After the Women’s March on Washington organizers rejected the group’s request to sponsor the event in January due to their pro-life stance, Rehumanize International (RI) was faced with another rejection on Wednesday due to their stance on abortion being incompatible with the values of the 10 organizers of the Pittsburgh March Against the War scheduled for July 1st.
Two days after the organizers, who call themselves the Peace Roundtable, decided to rescind RI’s sponsorship of the March Against the War, the Women’s March to Ban the Bomb also rejected RI’s request for sponsorship.
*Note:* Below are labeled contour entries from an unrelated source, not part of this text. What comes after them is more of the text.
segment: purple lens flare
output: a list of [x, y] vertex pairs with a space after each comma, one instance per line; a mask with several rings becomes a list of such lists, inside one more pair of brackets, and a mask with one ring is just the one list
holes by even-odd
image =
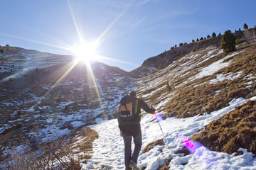
[[153, 115], [155, 115], [154, 118], [154, 120], [157, 120], [159, 122], [161, 122], [161, 121], [164, 120], [163, 118], [162, 118], [162, 115], [160, 113], [159, 113], [157, 110], [156, 110], [153, 113]]

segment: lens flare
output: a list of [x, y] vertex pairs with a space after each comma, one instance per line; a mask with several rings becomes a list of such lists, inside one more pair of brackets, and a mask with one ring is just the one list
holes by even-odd
[[185, 144], [186, 147], [193, 154], [196, 152], [196, 150], [197, 149], [198, 149], [199, 147], [203, 146], [198, 142], [191, 141], [191, 140], [188, 140], [188, 138], [181, 135], [179, 134], [177, 134], [177, 135], [179, 137], [179, 138], [181, 140], [183, 144]]
[[161, 122], [161, 121], [163, 121], [163, 118], [162, 118], [162, 114], [161, 114], [160, 113], [159, 113], [157, 110], [156, 110], [153, 115], [154, 115], [154, 119], [159, 121], [159, 122]]

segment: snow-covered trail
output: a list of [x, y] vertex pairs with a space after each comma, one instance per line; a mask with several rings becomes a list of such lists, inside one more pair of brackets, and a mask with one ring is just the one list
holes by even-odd
[[90, 128], [98, 132], [99, 137], [94, 142], [92, 158], [89, 160], [86, 168], [82, 169], [90, 169], [92, 166], [124, 169], [124, 142], [117, 119], [104, 121]]
[[[256, 100], [256, 97], [250, 100]], [[241, 149], [244, 154], [239, 156], [210, 151], [204, 147], [198, 149], [194, 154], [183, 157], [174, 154], [184, 146], [177, 134], [189, 138], [202, 127], [247, 101], [242, 98], [235, 98], [229, 106], [208, 115], [181, 119], [169, 118], [160, 122], [166, 140], [165, 144], [156, 145], [144, 154], [141, 152], [138, 166], [156, 170], [167, 158], [171, 157], [169, 169], [256, 169], [256, 159], [243, 149]], [[151, 114], [146, 114], [142, 119], [142, 149], [147, 144], [163, 138], [158, 123], [152, 120]], [[92, 159], [83, 164], [82, 169], [124, 169], [124, 142], [119, 135], [117, 120], [103, 121], [90, 128], [98, 132], [99, 137], [94, 142]]]

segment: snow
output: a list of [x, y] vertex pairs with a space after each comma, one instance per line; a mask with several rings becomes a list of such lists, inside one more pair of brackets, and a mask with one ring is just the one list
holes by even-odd
[[[256, 100], [256, 97], [248, 100]], [[244, 154], [238, 156], [210, 151], [203, 146], [198, 148], [193, 154], [184, 157], [181, 154], [174, 154], [184, 146], [178, 134], [189, 138], [210, 122], [248, 100], [242, 98], [234, 98], [229, 103], [230, 106], [202, 116], [195, 115], [179, 119], [169, 118], [161, 121], [165, 144], [156, 145], [154, 149], [144, 154], [141, 152], [138, 166], [140, 169], [146, 166], [146, 169], [156, 169], [166, 159], [171, 157], [172, 160], [169, 166], [170, 169], [255, 169], [256, 159], [253, 158], [252, 153], [242, 148], [240, 150]], [[151, 114], [146, 113], [142, 116], [142, 148], [145, 147], [149, 142], [163, 138], [159, 125], [156, 120], [151, 121], [152, 120], [153, 115]], [[102, 169], [102, 165], [107, 169], [125, 169], [124, 142], [119, 135], [117, 120], [102, 121], [90, 127], [97, 131], [100, 137], [94, 142], [92, 159], [88, 160], [87, 164], [82, 164], [82, 169]]]

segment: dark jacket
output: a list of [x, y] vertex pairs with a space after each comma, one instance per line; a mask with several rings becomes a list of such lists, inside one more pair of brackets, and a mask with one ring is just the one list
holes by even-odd
[[[155, 109], [151, 108], [149, 107], [149, 106], [144, 102], [142, 99], [137, 98], [133, 98], [132, 100], [132, 103], [133, 106], [135, 106], [136, 100], [138, 100], [138, 105], [137, 105], [137, 111], [135, 113], [135, 118], [132, 120], [128, 121], [128, 120], [124, 120], [118, 118], [118, 127], [120, 129], [121, 131], [127, 131], [127, 128], [129, 128], [128, 127], [132, 126], [137, 127], [137, 125], [134, 126], [134, 125], [139, 125], [139, 129], [140, 129], [140, 121], [141, 121], [141, 108], [142, 108], [144, 111], [149, 113], [153, 113], [155, 111]], [[135, 128], [134, 130], [136, 130]]]

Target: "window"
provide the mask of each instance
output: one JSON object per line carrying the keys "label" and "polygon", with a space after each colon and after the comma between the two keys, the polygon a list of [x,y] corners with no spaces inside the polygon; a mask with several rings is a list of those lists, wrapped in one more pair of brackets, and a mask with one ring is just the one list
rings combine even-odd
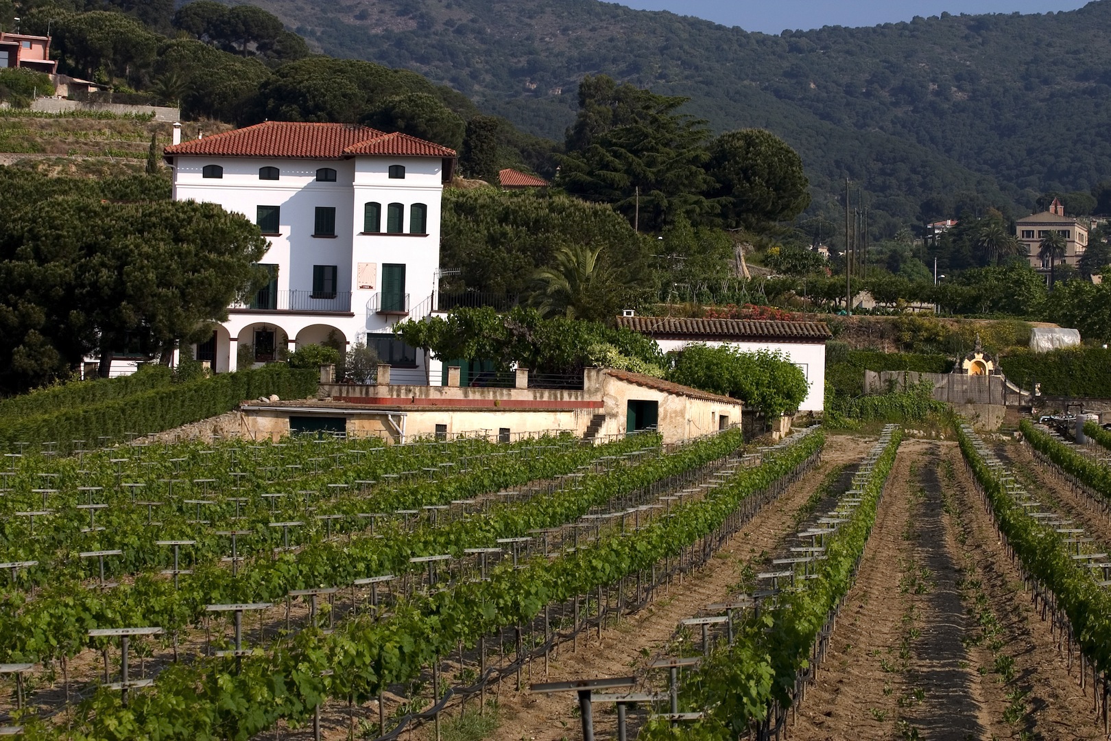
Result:
{"label": "window", "polygon": [[272,329],[254,330],[254,362],[266,363],[274,359],[274,332]]}
{"label": "window", "polygon": [[428,207],[423,203],[413,203],[409,207],[409,233],[428,233]]}
{"label": "window", "polygon": [[313,237],[336,236],[336,209],[330,206],[317,207],[317,224],[312,232]]}
{"label": "window", "polygon": [[281,233],[281,207],[260,206],[257,211],[254,223],[259,224],[259,230],[263,234]]}
{"label": "window", "polygon": [[406,311],[406,267],[403,264],[382,266],[382,301],[380,311]]}
{"label": "window", "polygon": [[258,293],[254,294],[254,299],[250,303],[251,309],[269,309],[273,310],[278,308],[278,266],[276,264],[260,264],[260,268],[264,268],[268,273],[270,273],[270,281],[266,286],[259,289]]}
{"label": "window", "polygon": [[417,351],[394,334],[367,334],[367,347],[378,353],[379,362],[393,368],[417,368]]}
{"label": "window", "polygon": [[207,360],[210,363],[216,362],[216,332],[212,332],[212,337],[203,342],[197,343],[196,358],[197,360]]}
{"label": "window", "polygon": [[406,207],[400,203],[390,203],[386,207],[386,231],[390,234],[400,234],[404,231],[401,228],[401,220],[404,218]]}
{"label": "window", "polygon": [[362,207],[362,230],[368,234],[382,231],[382,204],[367,203]]}
{"label": "window", "polygon": [[337,266],[312,266],[312,298],[336,298]]}

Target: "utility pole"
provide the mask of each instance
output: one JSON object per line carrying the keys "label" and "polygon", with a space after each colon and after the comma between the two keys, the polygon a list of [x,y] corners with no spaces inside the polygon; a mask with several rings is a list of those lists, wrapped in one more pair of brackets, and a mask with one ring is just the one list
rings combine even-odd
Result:
{"label": "utility pole", "polygon": [[852,313],[852,243],[849,241],[849,179],[844,179],[844,312]]}
{"label": "utility pole", "polygon": [[640,186],[637,186],[637,216],[633,217],[632,230],[640,233]]}

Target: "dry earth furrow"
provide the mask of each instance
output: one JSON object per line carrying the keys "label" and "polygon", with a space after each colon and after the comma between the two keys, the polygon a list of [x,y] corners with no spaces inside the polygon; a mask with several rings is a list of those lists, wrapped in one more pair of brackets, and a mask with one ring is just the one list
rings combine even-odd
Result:
{"label": "dry earth furrow", "polygon": [[[741,579],[744,567],[762,551],[775,547],[793,527],[798,509],[833,467],[859,460],[873,442],[858,437],[830,435],[821,465],[741,528],[701,571],[688,575],[682,587],[672,587],[670,597],[629,617],[619,627],[603,630],[600,642],[591,638],[587,647],[580,644],[575,653],[561,649],[559,659],[549,667],[548,681],[617,677],[642,668],[645,654],[654,653],[667,643],[680,620],[728,597]],[[538,681],[541,681],[539,677]],[[574,738],[580,733],[574,710],[573,693],[533,695],[504,687],[502,722],[489,738],[498,741]],[[595,713],[594,720],[600,738],[614,735],[611,714]]]}

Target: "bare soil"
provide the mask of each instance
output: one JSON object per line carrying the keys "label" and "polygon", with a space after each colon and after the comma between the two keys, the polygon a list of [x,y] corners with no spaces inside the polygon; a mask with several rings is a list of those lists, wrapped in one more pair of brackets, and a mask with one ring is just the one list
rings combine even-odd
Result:
{"label": "bare soil", "polygon": [[905,441],[790,738],[1104,738],[1057,645],[955,444]]}
{"label": "bare soil", "polygon": [[[834,467],[859,460],[874,440],[831,435],[822,462],[795,483],[771,507],[757,514],[698,573],[654,604],[592,637],[578,652],[560,651],[549,665],[548,678],[537,681],[570,681],[598,677],[631,675],[643,670],[648,658],[667,643],[678,623],[715,601],[727,598],[742,578],[744,567],[771,550],[794,525],[798,509],[805,503],[822,478]],[[503,687],[500,698],[501,724],[490,734],[497,741],[558,741],[579,735],[573,693],[531,694]],[[614,735],[612,715],[595,712],[599,738]],[[609,735],[607,735],[609,734]]]}

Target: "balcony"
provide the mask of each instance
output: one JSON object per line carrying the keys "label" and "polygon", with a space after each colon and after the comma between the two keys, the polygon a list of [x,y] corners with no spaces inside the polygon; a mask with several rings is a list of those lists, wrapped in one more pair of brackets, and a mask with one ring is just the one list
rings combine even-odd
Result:
{"label": "balcony", "polygon": [[303,311],[306,313],[351,313],[351,292],[271,291],[262,289],[250,303],[231,304],[232,311]]}

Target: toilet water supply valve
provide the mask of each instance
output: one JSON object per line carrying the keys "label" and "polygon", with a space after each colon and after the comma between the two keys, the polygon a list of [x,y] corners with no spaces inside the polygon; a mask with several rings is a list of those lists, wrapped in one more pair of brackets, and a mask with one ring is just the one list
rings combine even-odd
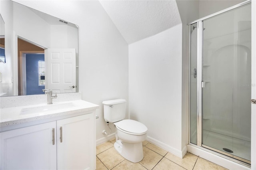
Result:
{"label": "toilet water supply valve", "polygon": [[[110,128],[109,127],[109,126],[108,126],[108,122],[107,122],[107,125],[108,125],[108,128],[110,128],[110,133],[111,133],[111,128]],[[108,135],[108,132],[107,132],[107,131],[104,129],[103,130],[103,131],[102,131],[102,134],[106,134],[106,135]]]}

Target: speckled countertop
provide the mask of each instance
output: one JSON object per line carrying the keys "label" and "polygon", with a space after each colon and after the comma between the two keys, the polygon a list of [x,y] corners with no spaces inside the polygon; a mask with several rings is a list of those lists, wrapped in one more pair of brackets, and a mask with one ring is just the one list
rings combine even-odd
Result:
{"label": "speckled countertop", "polygon": [[0,109],[0,127],[92,111],[98,105],[82,100]]}

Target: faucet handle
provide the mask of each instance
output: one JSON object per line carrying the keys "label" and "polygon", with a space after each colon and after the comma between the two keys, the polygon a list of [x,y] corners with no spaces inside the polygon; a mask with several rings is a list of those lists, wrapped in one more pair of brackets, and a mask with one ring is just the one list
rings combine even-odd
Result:
{"label": "faucet handle", "polygon": [[42,91],[43,91],[44,92],[45,91],[50,91],[50,90],[50,90],[50,89],[42,89]]}
{"label": "faucet handle", "polygon": [[50,90],[50,89],[43,89],[42,90],[44,92],[44,93],[45,94],[46,94],[47,93],[50,92],[50,91],[52,91],[51,90]]}

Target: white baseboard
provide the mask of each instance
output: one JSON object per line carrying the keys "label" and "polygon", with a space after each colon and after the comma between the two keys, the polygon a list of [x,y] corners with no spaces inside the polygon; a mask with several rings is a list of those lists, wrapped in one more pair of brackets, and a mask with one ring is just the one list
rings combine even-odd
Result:
{"label": "white baseboard", "polygon": [[248,167],[229,160],[228,156],[220,156],[190,144],[188,144],[187,146],[188,152],[226,168],[230,170],[250,169]]}
{"label": "white baseboard", "polygon": [[165,143],[163,143],[159,140],[148,136],[147,140],[152,144],[159,146],[165,150],[171,153],[174,155],[179,157],[180,158],[183,158],[186,154],[187,153],[187,146],[185,146],[183,148],[182,150],[179,150],[175,148],[174,148],[168,145]]}
{"label": "white baseboard", "polygon": [[102,143],[108,141],[109,140],[112,140],[114,139],[116,137],[115,133],[109,134],[108,136],[106,136],[106,137],[100,138],[100,139],[96,140],[96,146],[98,146],[99,144],[102,144]]}

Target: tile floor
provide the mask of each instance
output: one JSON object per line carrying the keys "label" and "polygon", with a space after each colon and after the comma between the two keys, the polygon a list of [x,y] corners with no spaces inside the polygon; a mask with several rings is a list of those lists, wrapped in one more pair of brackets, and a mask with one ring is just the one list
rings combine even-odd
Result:
{"label": "tile floor", "polygon": [[134,163],[114,148],[115,140],[96,147],[96,170],[226,170],[190,153],[182,159],[148,141],[142,142],[144,158]]}

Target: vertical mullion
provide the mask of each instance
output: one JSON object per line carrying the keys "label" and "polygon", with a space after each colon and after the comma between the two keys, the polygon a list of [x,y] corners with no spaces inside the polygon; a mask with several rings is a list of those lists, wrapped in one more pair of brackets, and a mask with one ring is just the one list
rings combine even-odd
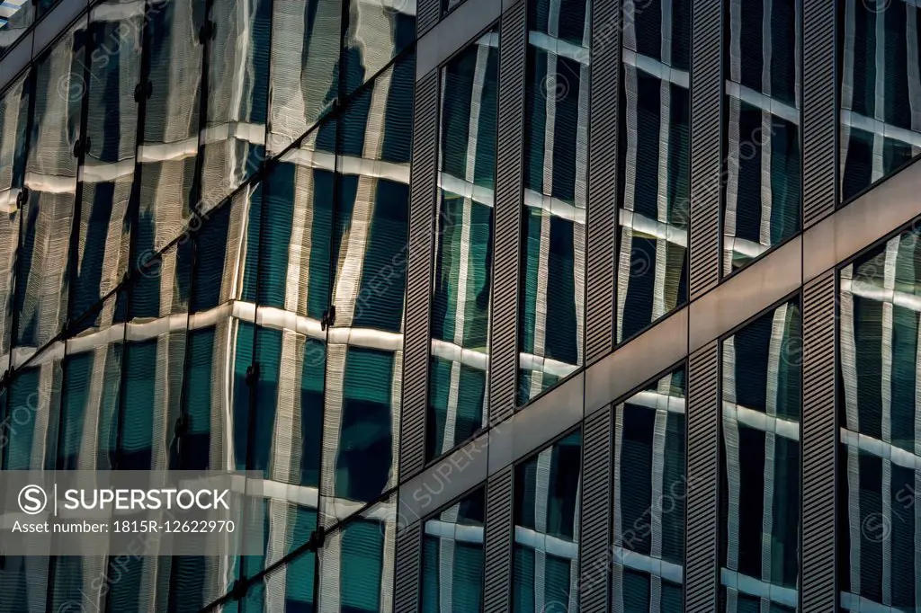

“Given that our committee’s fundamental agreement that [abortion] is an essential part of a woman’s rights agenda, we are unable to accept RI’s sponsorship on June 17th,” Allison Pytlak of Women’s International League for Peace & Freedom (WILPF) said to RI.
The group was refunded the $500 donation they made as a sponsor.
“This seems to be a theme,” CJ Williams, the RI Director of Outreach & Education said in the press release. “These other organizations working passionately to end violence against vulnerable human beings divide their power, reject support, and exclude us because we apply the principles of nonviolence consistently.”
RI’s Executive Director Aimee Murphy told The Pitt Maverick that while they’ve faced rejection as possible sponsors, they will still continue to attend anti-war marches as long as they’re able to.
“Our voice as a Consistent Life Ethic organization is especially needed and valuable in this day and age, when polarization is the norm, and violence is permitted to remain entrenched in our culture,” Murphy said.
Rosemary Geraghty, RI’s social media director, told The Pitt Maverick that the exclusion of pro-life feminists, such as the ones in RI, from sponsoring women’s marches is “offensive” to the millions of pro-life women across the country.
“It’s really disheartening that feminists have excluded us despite our overlapping beliefs regarding things like nuclear disarmament and war,” Geraghty said. “It’s concerning for the future of the feminist movement and the future of the anti-war movement.”
Murphy said that while RI may be an “uncomfortable ally” to have, they represent the many young people who eschew the partisan divide in favor of more “human centered, consistent, authentic politics.”
“I honestly believe that our witness is the future of the human rights movement, Murphy said. “And hopefully, by our witness, and through dialogue, those who sought to remove us will come to understand how logical, common sense and compassionate our position truly is.”